Viennent ensuite des pans entiers de territoires qui, sous l’effet des politiques internationales de conservation, échappent désormais à la souveraineté des Etats concernés. Il ne s’agit pas seulement des politiques spatiales qui, sous le prétexte de préserver des espèces rares, reproduisent de façon coercitive les imaginaires occidentaux (16). Gérées sur le modèle des capitations par les organisations internationales de lutte pour la protection de l’environnement, ces zones jouissent de facto d’un véritable statut d’extraterritorialité. En outre, le développement du tourisme entraîne, à peu près partout, la mise en place de parcs d’attraction et de territoires réservés à la chasse.
Enfin, on distingue les îles. Situées aux marges du continent, elles sont toutes reliées à une pluralité de mondes d’où elles tirent l’essentiel de leurs ressources. Elles constituent, à cet égard, des carrefours. Ainsi, de par son histoire, Zanzibar se situe à l’interstice de l’Afrique proprement dite, de l’Asie et du monde arabe. Il en est de même de l’île Maurice, au confluent de plusieurs civilisations. Lieux privilégiés de l’esclavage, les îles hébergent généralement des sociétés fortement stratifiées. Elles sont également arrimées à des métropoles situées sur les côtes. Au sein de ces espaces structurés par des réseaux familiaux et diasporiques circulent hommes, femmes et marchandises. Là, également, naît une culture africaine marquée par le cosmopolitisme et la « créolité ».

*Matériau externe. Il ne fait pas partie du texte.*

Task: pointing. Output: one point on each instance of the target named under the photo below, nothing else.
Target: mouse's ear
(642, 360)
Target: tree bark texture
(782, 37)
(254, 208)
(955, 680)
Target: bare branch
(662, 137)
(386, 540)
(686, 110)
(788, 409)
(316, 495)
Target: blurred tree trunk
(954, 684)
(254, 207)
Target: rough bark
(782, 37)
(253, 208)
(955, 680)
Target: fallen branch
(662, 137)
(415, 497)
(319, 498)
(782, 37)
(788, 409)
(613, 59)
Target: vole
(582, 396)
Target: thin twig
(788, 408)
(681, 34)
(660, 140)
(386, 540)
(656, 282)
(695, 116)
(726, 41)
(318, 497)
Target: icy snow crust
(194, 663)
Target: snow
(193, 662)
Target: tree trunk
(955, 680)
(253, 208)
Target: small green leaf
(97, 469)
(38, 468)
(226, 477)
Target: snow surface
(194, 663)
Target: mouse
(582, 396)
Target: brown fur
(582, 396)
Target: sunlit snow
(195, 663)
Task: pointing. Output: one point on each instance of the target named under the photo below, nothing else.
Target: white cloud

L’expérience africaine montre que, à l’ère de la mondialisation, la domestication du temps mondial passe, comme de nécessité, par la déconstruction violente des cadres territoriaux existants, la remise en question des frontières convenues et la création simultanée d’espaces mouvants et d’espaces d’enfermement destinés à limiter la mobilité des populations jugées superflues. Dans les régions du monde situées à la lisière des grandes mutations technologiques contemporaines, la déconstruction matérielle des cadres territoriaux existants va de pair avec la mise en place d’une économie de la contrainte dont l’objectif est la destruction pure et simple des populations superflues et l’exploitation des ressources à l’état primaire. Le fonctionnement d’une telle économie - et sa viabilité - est subordonné à la manière dont est établie la loi de répartition des armes dans les sociétés considérées. Dans ces conditions, la guerre en tant qu’économie générale n’oppose plus nécessairement entre eux ceux qui disposent des armes. Elle oppose, de préférence, ceux qui disposent des armes et ceux qui en sont dépourvus.